Newell is the CEO of Valve, which not only publishes ultra-popular video games such as “Half-Life,” but also maintains Steam, the massive online game marketplace. Thanks to game sales and a cut of developers’ Steam revenue, he’s a billionaire. And when you’re a billionaire, you can do things like take a 150mm model of a garden gnome (nicknamed ‘Gnome Chompski’) and place it inside a rocket that positions satellites in orbit.
“Gnome Chompski will be accompanied by 29 other satellites at Rocket Lab’s November 16th launch from the southern tip of the Mahia Peninsula,” wrote The Verge (just to spare you the Wikipedia lookup, the Mahia Peninsula is in New Zealand, where Newell has reportedly taken refuge during the COVID-19 pandemic. “The small satellites loaded on the Kick Stage of the company’s Electron rocket span a wide range of uses from satellites focused on communications and maritime surveillance to New Zealand’s first student-developed satellite, the Waka Āmiorangi Aotearoa APSS-1.”
In a socially redemptive twist, Newell will donate a dollar to a New Zealand children’s hospital for every viewer who views either the launch’s livestream or the post-event recording. Meanwhile, Gnome Chompski will take a huge step for gnome-kind.
Uber and Lyft Can Continue with ‘Independent Contractors’
California’s state government threatened to upend the business models of Uber and Lyft by forcing the ride-share giants to reclassify their drivers as full-time employees rather than independent contractors. The companies claimed that reclassification would drive up costs and potentially force them to pull out of the state, and pushed Proposition 22, which would carve out an exception to California’s rule.

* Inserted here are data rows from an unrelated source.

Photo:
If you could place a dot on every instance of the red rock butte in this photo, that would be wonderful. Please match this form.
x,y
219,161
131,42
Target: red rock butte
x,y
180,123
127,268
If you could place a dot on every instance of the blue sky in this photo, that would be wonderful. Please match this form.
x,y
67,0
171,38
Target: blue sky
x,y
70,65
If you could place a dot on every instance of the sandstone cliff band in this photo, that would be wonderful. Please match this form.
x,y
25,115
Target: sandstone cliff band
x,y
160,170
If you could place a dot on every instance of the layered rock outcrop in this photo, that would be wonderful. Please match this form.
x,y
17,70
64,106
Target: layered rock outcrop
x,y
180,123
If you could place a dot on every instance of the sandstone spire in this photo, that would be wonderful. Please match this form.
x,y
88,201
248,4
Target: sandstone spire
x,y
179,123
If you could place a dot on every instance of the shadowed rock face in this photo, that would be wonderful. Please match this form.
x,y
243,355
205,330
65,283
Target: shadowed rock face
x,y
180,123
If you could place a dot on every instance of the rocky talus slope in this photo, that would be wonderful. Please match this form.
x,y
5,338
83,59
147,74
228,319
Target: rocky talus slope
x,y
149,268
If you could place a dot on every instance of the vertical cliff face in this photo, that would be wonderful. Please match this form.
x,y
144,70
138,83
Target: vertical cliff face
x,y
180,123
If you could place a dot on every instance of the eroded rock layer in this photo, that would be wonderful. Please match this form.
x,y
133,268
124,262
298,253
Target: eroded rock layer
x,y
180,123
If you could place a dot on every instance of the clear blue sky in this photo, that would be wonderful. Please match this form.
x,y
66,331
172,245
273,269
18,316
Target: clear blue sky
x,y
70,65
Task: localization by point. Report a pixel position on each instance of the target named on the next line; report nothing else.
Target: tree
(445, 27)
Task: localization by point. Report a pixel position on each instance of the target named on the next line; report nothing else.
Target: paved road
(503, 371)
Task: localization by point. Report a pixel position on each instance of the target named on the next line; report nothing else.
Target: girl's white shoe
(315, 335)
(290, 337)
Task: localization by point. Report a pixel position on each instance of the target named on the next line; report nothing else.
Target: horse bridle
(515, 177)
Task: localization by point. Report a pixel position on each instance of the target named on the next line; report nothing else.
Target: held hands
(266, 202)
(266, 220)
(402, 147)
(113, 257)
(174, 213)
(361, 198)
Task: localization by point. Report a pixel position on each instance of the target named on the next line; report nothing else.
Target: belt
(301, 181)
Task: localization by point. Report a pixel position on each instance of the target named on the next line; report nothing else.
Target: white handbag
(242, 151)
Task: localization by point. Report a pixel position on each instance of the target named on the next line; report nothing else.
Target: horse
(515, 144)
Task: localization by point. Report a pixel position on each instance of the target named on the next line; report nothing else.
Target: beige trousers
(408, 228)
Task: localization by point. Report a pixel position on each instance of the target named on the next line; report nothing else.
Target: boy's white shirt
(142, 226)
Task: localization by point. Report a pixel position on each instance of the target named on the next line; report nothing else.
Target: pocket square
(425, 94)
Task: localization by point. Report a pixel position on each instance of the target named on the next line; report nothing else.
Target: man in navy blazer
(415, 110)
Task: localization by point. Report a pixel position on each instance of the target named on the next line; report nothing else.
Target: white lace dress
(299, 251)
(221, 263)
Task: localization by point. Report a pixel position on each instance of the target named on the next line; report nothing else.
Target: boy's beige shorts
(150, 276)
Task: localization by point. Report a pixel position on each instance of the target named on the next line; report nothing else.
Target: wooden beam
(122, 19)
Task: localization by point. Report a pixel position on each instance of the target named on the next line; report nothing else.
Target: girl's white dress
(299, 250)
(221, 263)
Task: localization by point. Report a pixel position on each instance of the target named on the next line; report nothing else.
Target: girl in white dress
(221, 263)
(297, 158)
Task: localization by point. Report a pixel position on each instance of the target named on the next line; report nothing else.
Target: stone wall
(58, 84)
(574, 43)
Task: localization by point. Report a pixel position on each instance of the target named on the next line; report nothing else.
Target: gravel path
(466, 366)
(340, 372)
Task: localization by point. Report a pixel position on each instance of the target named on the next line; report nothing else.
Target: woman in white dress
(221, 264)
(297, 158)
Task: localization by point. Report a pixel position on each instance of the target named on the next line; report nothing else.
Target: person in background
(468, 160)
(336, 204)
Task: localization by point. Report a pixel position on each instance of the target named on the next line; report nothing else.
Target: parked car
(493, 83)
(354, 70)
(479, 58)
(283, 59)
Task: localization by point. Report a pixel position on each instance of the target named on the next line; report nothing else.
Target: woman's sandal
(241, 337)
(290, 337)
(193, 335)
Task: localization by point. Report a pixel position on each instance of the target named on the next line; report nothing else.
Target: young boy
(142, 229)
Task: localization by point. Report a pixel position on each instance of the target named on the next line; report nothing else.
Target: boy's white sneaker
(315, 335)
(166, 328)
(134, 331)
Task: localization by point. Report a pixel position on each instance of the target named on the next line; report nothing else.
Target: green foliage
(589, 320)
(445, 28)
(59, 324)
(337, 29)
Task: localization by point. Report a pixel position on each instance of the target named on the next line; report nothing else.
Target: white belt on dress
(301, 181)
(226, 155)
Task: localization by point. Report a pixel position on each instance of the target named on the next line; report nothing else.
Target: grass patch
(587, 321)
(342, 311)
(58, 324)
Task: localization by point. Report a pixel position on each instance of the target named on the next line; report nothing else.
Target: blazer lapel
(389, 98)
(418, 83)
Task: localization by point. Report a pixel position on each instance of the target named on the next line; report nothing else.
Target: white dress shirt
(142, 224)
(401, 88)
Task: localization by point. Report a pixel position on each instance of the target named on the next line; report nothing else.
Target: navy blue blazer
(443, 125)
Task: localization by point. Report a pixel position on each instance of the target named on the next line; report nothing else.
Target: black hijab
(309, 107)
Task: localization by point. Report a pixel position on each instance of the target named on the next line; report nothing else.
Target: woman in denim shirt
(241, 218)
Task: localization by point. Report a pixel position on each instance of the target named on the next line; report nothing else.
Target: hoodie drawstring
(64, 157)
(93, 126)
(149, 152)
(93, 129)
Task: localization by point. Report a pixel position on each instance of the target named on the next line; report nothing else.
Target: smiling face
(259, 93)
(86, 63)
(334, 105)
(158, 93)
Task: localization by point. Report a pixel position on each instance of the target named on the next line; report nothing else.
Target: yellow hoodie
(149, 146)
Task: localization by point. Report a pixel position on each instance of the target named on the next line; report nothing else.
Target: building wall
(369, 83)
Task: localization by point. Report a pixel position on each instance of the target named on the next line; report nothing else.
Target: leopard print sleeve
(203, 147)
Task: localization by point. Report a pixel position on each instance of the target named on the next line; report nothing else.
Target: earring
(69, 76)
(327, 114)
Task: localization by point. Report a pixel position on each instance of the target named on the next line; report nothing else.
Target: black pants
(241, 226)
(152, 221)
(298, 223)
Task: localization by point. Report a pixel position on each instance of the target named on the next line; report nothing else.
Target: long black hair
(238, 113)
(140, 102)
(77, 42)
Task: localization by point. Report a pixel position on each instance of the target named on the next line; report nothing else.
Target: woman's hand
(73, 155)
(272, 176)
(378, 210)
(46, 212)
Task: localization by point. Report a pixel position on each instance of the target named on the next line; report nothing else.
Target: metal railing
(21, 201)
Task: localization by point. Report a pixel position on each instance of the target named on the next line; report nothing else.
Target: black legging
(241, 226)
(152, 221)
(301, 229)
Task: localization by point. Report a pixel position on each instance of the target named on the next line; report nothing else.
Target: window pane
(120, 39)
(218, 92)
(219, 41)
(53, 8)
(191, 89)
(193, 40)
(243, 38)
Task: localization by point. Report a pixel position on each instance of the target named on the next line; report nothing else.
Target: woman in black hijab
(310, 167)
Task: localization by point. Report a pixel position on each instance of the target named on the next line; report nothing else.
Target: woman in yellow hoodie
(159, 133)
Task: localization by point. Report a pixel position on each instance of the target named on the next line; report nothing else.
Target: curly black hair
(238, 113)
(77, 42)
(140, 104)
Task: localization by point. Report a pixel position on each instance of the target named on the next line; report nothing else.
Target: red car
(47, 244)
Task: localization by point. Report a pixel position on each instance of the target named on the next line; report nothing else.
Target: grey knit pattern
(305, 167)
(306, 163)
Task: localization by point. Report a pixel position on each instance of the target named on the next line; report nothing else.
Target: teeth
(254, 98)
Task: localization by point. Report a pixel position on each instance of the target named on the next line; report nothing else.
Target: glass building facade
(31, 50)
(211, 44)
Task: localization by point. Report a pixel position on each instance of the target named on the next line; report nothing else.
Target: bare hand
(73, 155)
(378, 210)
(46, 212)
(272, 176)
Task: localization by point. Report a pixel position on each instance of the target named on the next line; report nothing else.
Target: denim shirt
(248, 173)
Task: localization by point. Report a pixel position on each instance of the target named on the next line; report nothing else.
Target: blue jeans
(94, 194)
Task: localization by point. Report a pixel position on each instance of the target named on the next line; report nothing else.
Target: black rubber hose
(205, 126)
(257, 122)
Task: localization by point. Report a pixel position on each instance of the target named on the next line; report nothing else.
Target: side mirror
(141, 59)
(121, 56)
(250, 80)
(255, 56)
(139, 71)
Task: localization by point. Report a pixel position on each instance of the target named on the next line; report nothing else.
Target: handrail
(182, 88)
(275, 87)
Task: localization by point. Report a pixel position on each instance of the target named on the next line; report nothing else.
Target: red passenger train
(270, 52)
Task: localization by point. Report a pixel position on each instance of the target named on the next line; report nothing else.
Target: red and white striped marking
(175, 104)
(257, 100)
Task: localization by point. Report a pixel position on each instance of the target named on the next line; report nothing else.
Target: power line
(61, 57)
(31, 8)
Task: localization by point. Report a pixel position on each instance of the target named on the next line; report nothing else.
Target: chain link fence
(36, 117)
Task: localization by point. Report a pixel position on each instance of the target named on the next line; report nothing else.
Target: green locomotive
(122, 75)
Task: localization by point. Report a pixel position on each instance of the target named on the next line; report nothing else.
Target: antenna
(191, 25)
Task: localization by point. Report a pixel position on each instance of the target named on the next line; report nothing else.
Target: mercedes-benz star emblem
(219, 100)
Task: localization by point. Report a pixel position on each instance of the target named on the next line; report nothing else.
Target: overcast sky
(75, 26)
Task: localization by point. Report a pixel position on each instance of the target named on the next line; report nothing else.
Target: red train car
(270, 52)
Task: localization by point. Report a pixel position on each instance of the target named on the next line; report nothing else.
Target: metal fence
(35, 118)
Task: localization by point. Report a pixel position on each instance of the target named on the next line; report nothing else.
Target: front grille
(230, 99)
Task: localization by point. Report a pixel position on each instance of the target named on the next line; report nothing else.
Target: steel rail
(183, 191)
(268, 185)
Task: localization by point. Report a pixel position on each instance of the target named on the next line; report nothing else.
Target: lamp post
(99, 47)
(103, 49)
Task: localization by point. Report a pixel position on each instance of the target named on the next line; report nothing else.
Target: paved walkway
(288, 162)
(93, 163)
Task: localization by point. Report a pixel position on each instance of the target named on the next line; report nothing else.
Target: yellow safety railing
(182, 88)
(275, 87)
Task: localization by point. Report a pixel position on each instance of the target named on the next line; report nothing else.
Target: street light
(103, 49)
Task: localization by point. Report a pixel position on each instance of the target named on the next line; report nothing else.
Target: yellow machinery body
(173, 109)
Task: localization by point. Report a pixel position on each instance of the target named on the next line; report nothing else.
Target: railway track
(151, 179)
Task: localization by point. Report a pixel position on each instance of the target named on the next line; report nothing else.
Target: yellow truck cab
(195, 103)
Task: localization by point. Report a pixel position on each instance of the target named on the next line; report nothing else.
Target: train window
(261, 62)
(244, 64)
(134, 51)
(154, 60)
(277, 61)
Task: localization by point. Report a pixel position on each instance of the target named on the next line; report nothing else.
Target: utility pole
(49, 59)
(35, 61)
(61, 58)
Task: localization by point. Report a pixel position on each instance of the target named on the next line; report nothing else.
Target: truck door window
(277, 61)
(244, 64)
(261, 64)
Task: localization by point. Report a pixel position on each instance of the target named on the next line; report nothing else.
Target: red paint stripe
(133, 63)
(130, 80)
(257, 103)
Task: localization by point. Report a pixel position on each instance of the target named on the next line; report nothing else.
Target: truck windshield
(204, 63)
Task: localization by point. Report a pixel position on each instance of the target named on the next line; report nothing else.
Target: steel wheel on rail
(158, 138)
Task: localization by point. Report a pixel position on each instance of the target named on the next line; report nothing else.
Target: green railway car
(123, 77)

Following Election Day, Proposition 22 seems to have passed. Uber and Lyft are happy, while critics of the gig-economy system—who argue that workers are aggressively exploited in the name of tech-company profit—are furious. According to TechCrunch, other gig-economy firms such as DoorDash may move more aggressively toward an IPO, now that they know one of the nation’s largest markets won’t force them to reclassify workers and potentially raise prices.
Can We Train A.I. to Recognize COVID-19?
A new MIT paper suggests that A.I., once properly trained, can distinguish a cough caused by COVID-19. In theory, that could open up a whole sub-industry of “cough apps” that can quickly scan people for infection.
The MIT team used 70,000 recordings of people coughing as the foundation of the study (with 2,680 confirmed COVID-19 cases among them). With that dataset, the team built out A.I. models that eventually attained COVID-guessing accuracy of 98.5 percent. With asymptomatic COVID cases, the accuracy hit 100 percent, which is surprising, but also potentially good news as the world scrambles for a way to detect COVID cases with no symptoms.
According to IEEE Spectrum, a number of groups are already pursuing such a solution, including “a Bill and Melinda Gates Foundation-funded initiative, Cough Against Covid, at the Wadhwani Institute for Artificial Intelligence in Mumbai; the Coughvid project out of the Embedded Systems Laboratory of the École Polytechnique Fédérale de Lausanne in Switzerland; and the University of Cambridge’s COVID-19 Sounds project.” If these efforts ultimately prove successful, they could open the door to sound-based A.I. tools in healthcare.
Have a great weekend, everyone! Stay safe.